– No deberías andar a solas por aquí – le aconsejó Vincent.
– Me gusta la quietud de este sitio – le respondió Cloud.
– Sí, a mí también… – se sentó junto a Cloud. Juntos admiraron la aldea. Desde aquella cima todo parecía muy pequeño – En realidad – prosiguió Vincent -, creo que hay algo más que cuatro casas en esta aldea – Cloud giró la cabeza y lo miró sorprendido -. Tú también lo piensas, ¿no?

Cloud afirmó con la cabeza.

– ¿Dónde crees que es?

Cloud señaló una casa de dos plantas algo más apartada del pueblo. Era evidente que estaba abandonada desde hacía tiempo.

– Sí… ¿echarás un vistazo?
– Puede – respondió Cloud y volvió a mirar hacia otra parte.
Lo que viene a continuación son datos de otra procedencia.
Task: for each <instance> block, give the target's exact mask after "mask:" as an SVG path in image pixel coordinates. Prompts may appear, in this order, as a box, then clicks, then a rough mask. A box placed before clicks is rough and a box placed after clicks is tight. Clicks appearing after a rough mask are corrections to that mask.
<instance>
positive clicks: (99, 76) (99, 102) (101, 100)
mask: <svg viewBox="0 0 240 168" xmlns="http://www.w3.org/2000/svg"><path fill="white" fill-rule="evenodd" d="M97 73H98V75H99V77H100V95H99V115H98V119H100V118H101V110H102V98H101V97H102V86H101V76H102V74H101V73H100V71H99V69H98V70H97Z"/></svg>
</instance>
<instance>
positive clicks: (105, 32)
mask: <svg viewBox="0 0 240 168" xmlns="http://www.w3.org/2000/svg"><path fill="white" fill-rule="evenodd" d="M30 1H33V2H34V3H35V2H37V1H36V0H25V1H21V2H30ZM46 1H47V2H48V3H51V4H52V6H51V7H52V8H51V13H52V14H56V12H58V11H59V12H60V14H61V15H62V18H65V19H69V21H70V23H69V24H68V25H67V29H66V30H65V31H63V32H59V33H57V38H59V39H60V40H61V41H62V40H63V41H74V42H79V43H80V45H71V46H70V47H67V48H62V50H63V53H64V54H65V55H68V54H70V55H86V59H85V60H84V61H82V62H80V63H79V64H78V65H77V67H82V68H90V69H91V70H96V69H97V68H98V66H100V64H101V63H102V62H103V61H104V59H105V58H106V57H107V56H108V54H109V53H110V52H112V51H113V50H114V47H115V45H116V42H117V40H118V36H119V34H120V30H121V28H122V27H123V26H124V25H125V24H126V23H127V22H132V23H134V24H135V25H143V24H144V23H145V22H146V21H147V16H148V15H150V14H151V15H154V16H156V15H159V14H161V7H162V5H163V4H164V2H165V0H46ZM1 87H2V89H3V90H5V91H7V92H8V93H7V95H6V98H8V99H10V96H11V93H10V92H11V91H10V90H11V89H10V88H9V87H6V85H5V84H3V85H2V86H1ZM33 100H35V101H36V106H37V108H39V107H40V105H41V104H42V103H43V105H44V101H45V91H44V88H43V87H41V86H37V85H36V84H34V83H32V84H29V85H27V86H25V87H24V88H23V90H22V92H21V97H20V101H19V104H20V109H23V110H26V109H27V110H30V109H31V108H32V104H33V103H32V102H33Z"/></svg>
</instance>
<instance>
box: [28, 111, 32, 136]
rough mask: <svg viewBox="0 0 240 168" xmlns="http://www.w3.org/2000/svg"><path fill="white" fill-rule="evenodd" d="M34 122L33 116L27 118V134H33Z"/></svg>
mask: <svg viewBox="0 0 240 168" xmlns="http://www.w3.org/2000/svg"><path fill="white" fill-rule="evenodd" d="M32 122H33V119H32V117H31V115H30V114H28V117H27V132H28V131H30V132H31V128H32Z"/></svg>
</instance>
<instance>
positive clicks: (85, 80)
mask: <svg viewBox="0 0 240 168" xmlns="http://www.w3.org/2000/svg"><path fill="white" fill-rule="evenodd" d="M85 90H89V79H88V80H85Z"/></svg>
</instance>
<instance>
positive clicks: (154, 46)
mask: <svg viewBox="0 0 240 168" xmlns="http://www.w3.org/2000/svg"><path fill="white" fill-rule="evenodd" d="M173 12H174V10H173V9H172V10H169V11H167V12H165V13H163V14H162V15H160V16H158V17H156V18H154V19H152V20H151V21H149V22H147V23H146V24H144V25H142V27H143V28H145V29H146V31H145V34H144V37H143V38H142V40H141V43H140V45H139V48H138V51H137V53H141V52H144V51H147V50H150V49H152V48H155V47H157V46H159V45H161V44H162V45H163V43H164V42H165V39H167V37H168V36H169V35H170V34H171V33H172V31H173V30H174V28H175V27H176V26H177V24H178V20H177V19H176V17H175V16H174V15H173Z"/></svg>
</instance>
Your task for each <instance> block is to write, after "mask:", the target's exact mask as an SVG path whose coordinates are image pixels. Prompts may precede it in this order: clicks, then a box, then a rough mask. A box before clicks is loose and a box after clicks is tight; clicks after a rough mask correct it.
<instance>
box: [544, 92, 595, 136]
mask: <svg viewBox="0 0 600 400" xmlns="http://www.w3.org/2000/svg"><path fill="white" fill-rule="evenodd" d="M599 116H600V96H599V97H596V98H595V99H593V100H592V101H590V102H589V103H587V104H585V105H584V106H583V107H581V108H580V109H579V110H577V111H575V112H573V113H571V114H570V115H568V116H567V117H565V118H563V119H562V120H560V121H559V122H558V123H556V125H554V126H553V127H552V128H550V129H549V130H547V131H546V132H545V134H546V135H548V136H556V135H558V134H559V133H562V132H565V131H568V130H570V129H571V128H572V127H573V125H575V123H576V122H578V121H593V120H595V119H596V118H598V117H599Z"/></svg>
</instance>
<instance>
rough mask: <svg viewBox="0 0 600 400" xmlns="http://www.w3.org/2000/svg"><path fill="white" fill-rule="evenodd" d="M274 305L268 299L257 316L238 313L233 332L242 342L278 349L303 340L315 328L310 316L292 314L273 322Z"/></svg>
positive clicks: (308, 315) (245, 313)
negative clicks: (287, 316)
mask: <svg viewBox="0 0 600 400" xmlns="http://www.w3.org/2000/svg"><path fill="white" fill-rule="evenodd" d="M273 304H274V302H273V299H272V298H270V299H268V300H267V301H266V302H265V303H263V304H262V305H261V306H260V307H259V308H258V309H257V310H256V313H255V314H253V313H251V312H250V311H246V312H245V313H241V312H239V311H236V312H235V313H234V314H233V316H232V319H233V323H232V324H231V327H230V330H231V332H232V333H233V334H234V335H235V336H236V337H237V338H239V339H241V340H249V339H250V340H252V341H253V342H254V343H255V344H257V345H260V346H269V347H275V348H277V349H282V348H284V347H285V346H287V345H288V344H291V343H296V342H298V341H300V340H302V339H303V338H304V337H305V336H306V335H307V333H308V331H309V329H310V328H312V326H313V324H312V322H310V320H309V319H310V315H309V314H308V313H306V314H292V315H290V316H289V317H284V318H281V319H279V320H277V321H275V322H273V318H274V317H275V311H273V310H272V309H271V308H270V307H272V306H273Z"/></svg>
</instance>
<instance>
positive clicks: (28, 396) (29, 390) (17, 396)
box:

Vincent lo dejó a solas de nuevo y volvió a casa del anciano. Yuffie mejoraba notablamente gracias al calor y un brebaje de montaña contra los síntomas del enfriamiento. Tifa buscó a Cloud con la mirada tras Vincent pero no lo vio entrar. Volvió a hundir la cabeza entre sus manos.

Cloud bajó de nuevo a la aldea y se dirigió a la casa abandonada. Intentó abrir la puerta pero estaba cerrada. No sólo eso: la puerta no era de madera, sino de metal. Hundió la hoja de su espadón e hizo palanca hasta que abrió un boquete por el que pasar. Lo que halló en el interior le satisfizo. Era un laboratorio repleto de máquinas antiguas y llenas de suciedad acumulada. Buscó un lugar en el que activar la electricidad y lo encontró. Se subió a una mesa metálica y activó una palanca. Un ruido de inicialización de un montón de máquinas a la vez inundó la sala.

Cloud centró su atención en una pantalla en la que se mostraba un prompt de consola, esperando a que alguien introdujera una opción. Se colocó frente al teclado y pulsó «play» y entró la orden. Apareció una lista:

«1 Calamidad de los cielos
2 Arma
3 Confidencial [2]

option?[1]:»

Hipnotizado, pulsó la tecla de entrada y apareció un vídeo. Supuso que era el 1, pues era la opción predeterminada. Observó. Apareció ese mismo laboratorio años atrás, presumiblemente. Había una mujer de pelo largo y ondulado, castaño y con unos ojos azul intenso que se arremolinaban como un torbellino. Estaba en primer plano. Le era familiar.

– Échate un poco a la derecha, Ifalna – dijo una voz tras la cámara.
– ¿Así? – repondió la mujer revelando que poseía una voz muy bella.
– Perfecto. Bien, ¿Puedes hablar de los Cetra?
– Los Cetra… hollaron esta tierra hace mucho tiempo. Hace dos mil años escucharon el llanto del Planeta y descubrieron una gran herida en él.
– ¿Una herida? ¿te refieres a un cráter?
– Sí. Muchos de los Cetra se desplazaron a la tierra de la sabiduría e intentaron sanar la herida.
– ¿Por qué la llamas la tierra de la sabiduría?
– Fue donde los Cetra empezaron a hacer lectura del Planeta.
– ¿Hacer lectura del Planeta? ¿Hablar con él?
– Algo parecido. El Planeta les dijo que algo había caído del cielo y le había provocado esa herida. Dijo que sólo él mismo podía sanar con el paso de los años e intentó persuadirlos para que se marcharan de aquí.
– De ahí este tiempo inclemente de forma constante – quien entrevistaba a la mujer parecía estar haciéndolo de forma profesional, aunque usaba un tono muy amable.
– Sí, es probable. Entonces apareció él – la mujer agachó la cabeza y su rostro se endureció.
– ¿Quién es él?
– No lo sé. La calamidad de los cielos, le llamaron. Salió de la Cueva del Norte con semblante amistoso. Fue bienvenido por los Cetra y él compartió su sabiduría de forma generosa durante un tiempo. Pero entonces les engañó e introdujo el virus – la mujer cayó de rodillas al suelo y se llevó la mano a la cabeza. La cámara hizo un movimiento brusco.
– Podemos dejarlo por hoy…
– ¡No! – replicó Ifalna – El virus atacó a los Cetra y los corrompió, los convirtió en monstruos y los aniquiló. Y él… se acercó a todos los demás Cetra con el virus… – la mujer se quedó callada mirando al vacío.
– Bien. Es suficiente por hoy.

El vídeo había terminado y el sistema operativo le devolvió a la pantalla de consola anterior. «Interesante», pensó Cloud. «Veamos los demás».